En 1907, Rouault comenzó una serie de cuadros dedicados a tribunales, payasos y prostitutas. Estas pinturas se interpretan en clave de crítica social y moral. Le atrajo el espiritualismo y el existencialismo dramático del filósofo Jacques Maritain, quien fue un amigo cercano durante el resto de su vida. Después de esto, se dedicó a los temas religiosos. La naturaleza humana centró siempre su interés. Rouault dijo: «Un árbol contra el cielo posee el mismo interés, el mismo carácter, la misma expresión que la figura de un ser humano.»
En 1910, Rouault vio por primera vez expuestas sus obras en la Galería Druet. Sus obras fueron estudiadas por los artistas alemanes de Dresde, que posteriormente formarían el núcleo del expresionismo.

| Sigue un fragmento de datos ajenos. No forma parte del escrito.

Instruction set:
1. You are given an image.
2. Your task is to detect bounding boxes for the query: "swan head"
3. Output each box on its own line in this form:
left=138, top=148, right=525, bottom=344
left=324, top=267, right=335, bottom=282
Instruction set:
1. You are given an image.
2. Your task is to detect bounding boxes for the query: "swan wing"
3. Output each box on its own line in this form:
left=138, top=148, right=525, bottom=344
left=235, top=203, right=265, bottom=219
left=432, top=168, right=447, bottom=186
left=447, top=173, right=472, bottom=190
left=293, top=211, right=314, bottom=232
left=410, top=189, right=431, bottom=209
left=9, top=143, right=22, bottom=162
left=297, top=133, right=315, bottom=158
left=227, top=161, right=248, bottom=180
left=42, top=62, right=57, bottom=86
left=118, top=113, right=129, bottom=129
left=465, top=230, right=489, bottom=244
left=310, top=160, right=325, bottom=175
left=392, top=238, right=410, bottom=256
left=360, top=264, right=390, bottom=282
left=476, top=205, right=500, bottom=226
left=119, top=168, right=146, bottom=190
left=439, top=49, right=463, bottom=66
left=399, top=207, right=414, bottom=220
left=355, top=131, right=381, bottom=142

Desde 1917, Rouault se dedicó a la pintura. Buscó inspiración en los temas religiosos: primero de todo, en el tema de la pasión de Cristo. La faz de Jesús y los lamentos de las mujeres a los pies de la cruz son símbolos del dolor del mundo que para Rouault quedaba aliviado por la creencia en la resurrección.
En 1930 comenzó a exponer en el extranjero, principalmente en Londres, Nueva York y Chicago.
Al final de su vida quemó unos trescientos de sus cuadros, que actualmente valdrían quinientos millones de francos. Rouault murió en París en 1958.